SBT also has four rules:
- - A friend of a friend is a friend,
- - A friend of an enemy is an enemy,
- - An enemy of a friend is an enemy,
- - An enemy of an enemy is a friend.
According to these rules, only two triads should be stable, or balanced: a group with three mutual friends or a group where two members join together against the third. Accordingly, the researchers expected to see the network converge to a state where most of its subsets were one of these two triads. They also suspected that traders in these balanced triads would meet with more success than their unbalanced colleagues.
The researchers found that these three triads persisted in the system, even though only two are balanced under classical Structural Balance Theory.
Photo Credit: DANIEL SMITH
Studying day traders simplified the latter aspect. These traders start with some amount of money in the morning, buy and sell stocks all day, and then sell out everything they hold at the day’s close. That meant that the researchers could track traders’ performances simply based on their net earnings for the day.
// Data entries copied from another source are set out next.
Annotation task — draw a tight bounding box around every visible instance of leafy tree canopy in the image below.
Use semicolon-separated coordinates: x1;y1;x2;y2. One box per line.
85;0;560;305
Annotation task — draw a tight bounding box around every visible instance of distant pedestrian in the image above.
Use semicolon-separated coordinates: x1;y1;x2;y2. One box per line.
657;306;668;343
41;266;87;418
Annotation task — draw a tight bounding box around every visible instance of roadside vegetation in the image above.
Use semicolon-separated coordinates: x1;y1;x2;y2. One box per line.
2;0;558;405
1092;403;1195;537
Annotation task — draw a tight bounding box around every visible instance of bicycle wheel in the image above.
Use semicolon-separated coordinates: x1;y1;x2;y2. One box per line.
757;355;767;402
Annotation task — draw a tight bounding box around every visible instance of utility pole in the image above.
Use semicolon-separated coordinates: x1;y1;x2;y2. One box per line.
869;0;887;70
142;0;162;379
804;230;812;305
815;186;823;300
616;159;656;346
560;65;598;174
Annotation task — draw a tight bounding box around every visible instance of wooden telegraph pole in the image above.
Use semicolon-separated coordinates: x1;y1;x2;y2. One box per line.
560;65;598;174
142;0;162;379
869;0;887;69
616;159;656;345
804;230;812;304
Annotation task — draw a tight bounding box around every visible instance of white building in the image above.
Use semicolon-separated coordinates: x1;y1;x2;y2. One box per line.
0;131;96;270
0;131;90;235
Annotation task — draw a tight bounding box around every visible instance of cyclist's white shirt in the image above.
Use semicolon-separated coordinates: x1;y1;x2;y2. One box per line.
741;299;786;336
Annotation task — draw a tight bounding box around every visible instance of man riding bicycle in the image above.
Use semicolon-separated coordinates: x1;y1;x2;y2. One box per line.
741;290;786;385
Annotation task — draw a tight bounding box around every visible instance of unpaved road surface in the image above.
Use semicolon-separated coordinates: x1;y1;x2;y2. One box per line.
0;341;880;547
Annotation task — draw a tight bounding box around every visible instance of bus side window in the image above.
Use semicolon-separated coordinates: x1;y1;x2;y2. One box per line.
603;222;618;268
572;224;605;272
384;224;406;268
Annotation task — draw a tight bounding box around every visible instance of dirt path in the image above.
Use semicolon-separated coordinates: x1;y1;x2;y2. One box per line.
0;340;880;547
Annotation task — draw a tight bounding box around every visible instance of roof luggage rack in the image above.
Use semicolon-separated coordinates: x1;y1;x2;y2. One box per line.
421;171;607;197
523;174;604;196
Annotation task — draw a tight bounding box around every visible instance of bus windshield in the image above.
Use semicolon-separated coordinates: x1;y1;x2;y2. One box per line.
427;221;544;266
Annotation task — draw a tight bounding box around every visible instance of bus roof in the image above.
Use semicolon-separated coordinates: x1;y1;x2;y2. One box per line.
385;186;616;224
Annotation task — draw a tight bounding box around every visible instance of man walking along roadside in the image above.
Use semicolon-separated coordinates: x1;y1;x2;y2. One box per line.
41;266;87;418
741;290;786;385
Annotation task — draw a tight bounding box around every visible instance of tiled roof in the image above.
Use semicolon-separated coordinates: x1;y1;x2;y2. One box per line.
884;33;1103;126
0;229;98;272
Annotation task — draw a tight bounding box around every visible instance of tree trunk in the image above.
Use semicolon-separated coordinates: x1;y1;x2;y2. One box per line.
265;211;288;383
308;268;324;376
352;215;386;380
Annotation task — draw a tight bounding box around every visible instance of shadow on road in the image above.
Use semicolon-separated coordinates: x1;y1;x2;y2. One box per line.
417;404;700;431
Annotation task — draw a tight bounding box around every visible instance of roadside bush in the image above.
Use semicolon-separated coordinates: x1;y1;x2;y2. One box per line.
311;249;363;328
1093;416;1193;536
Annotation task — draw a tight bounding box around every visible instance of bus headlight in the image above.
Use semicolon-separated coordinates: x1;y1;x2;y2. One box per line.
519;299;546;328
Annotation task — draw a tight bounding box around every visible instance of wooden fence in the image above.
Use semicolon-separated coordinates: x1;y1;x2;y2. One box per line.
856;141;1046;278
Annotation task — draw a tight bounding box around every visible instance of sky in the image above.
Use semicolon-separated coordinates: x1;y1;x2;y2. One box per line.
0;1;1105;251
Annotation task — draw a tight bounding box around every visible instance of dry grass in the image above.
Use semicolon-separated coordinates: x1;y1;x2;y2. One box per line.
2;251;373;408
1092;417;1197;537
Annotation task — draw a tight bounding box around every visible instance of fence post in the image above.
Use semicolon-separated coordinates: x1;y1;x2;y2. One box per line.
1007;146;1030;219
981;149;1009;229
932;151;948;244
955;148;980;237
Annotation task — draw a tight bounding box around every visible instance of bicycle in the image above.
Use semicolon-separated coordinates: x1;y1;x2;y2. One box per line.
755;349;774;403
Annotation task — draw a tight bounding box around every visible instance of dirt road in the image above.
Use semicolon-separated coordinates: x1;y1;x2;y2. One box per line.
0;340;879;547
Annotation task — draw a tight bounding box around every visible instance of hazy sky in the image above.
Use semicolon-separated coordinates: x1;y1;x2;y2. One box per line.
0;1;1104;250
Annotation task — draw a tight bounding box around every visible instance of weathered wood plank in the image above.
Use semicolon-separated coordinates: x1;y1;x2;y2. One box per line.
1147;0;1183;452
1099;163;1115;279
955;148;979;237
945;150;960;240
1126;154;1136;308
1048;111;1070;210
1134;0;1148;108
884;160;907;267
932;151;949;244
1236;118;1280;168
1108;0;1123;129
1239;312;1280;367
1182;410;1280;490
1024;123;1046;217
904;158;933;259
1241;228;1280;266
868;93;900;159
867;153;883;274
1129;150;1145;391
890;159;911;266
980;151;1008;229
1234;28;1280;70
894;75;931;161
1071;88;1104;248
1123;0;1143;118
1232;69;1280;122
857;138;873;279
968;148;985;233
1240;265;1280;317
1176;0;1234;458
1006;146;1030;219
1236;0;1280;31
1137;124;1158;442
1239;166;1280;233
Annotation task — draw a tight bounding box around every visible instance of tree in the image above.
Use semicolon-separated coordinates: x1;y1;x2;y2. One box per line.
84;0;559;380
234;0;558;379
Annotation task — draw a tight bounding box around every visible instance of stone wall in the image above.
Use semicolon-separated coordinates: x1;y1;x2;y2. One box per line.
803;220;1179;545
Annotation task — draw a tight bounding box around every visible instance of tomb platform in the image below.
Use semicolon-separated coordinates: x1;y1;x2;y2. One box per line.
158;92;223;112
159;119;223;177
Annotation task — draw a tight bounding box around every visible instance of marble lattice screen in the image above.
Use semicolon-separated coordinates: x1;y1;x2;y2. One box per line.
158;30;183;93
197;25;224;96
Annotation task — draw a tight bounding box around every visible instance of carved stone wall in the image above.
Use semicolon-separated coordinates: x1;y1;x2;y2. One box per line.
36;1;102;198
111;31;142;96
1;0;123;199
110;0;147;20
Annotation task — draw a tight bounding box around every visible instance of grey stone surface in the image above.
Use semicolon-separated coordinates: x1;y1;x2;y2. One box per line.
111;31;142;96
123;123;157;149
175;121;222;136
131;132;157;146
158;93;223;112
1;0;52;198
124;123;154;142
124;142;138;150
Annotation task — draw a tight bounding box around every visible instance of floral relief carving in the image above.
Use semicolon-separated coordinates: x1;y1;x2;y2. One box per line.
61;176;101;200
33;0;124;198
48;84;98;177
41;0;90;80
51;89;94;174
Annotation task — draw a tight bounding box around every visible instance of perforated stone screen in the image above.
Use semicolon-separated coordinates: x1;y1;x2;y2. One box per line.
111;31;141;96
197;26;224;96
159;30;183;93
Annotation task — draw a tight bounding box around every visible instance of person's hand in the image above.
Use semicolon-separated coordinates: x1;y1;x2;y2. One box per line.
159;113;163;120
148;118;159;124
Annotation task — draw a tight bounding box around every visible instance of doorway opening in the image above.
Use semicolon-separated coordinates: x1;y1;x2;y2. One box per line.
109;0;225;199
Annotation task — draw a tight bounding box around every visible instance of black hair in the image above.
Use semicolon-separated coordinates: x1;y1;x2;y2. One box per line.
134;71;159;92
“And we found that when the system is more balanced, the traders end up being more profitable,” Askarisichani said. “In fact, when the traders are structurally balanced, they become 30% more profitable.” This a remarkable improvement in a sector that often operates on margins.
The concept of balance in the model actually translates into real life. “When there is an issue between people, their relationship is not balanced,” Askarisichani explained. So, when a person is balanced, it means that they’ve solved the interpersonal tensions in the groups they belong to. And these tensions can take a real toll on a person.
Consider the mutual friend of a couple that just experienced a rough breakup. The system is in tension. The individuals aren’t sure what to do, which consumes their time and energy. This situation isn’t stable, and eventually, the group will move toward a more secure state.
Day traders are under immense pressure. They need to gather as much information as efficiently as possible, so even minor interpersonal tension can directly impact their performance. In fact, out of six factors they considered, interpersonal balance was the only metric that showed a statistically significant association with increased performance.
“The theory is robust, it’s strong, it’s correct,” Askarisichani said, “but it’s not perfect in the empirical study.” For instance, although triads developed toward the two stable configurations the theory predicted, groups of three mutual enemies tended to persist over time as well. According to classical SBT, two members should eventually band together against the third.
However, the persistence of groups of mutual enemies actually corresponds with a model of SBT called “clustering balance,” developed in 1967. “Finally, this overlooked prediction in balance theory turns out to have empirical support,” Askarisichani said.
The team has begun work on a three-value model similar to SBT, which has neutral values alongside the positive and negative values of the classical theory. The complexity of the three-value system makes it more challenging to apply but also allows it to capture more nuance.
Askarisichani will evaluate this theory against an even more ambitious dataset. He plans to model the relationships between 250 countries based on over 8 million news articles from 1995 through 2018. His results so far lend support to the theory’s accuracy and utility.
“We believe this paper will be of great interest across the sciences and will reduce error in the application of SBT,” Askarisichani said. “And the pragmatic implications will be of great use to any individual or organizations that manage teams or networks of collaborators.”
Askarisichani’s collaborators in the research were UC Santa Barbara’s Francesco Bullo, Noah E. Friedkin and Ambuj Singh; Jacqueline Ng Lane, of Harvard; and Uzzi, of Northwestern.